Em conversa com a Folha, suas
palavras a respeito de seu novo filme, "O Quinto Império - Ontem
como Hoje", possuem curioso sabor de aula de história.
O longa é uma jornada através
das paredes e interiores do castelo
do rei Sebastião. Oliveira atualiza
o mito de Sebastião em atmosfera
"histórica" forte, via jogo de luzes,
sombras e decoração. Porém seus
temas estão relacionados ao hoje.
SEBASTIÃO - CRISTO
Sebastião desapareceu, ficando
como o "encoberto", pois não se
sabia se ele havia desaparecido,
fugido ou morrido. O país foi
abaixo, ocupado pela Espanha, e
veio a crença de que ele viria em
uma manhã de nevoeiro, cavalgando em um animal branco.

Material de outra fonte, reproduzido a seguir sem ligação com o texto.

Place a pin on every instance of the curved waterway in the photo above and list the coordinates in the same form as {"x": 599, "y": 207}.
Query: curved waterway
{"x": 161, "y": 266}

Mas os filósofos, após muito tempo, transportaram a idéia de Sebastião para a idéia do Messias e
desta, para a idéia de Cristo. Ou
seja, Sebastião se configuraria em
Deus, de volta à Terra. Sebastião,
o "desejado", em sua volta, seria o
alcance da paz e da harmonia entre os homens, algo messiânico.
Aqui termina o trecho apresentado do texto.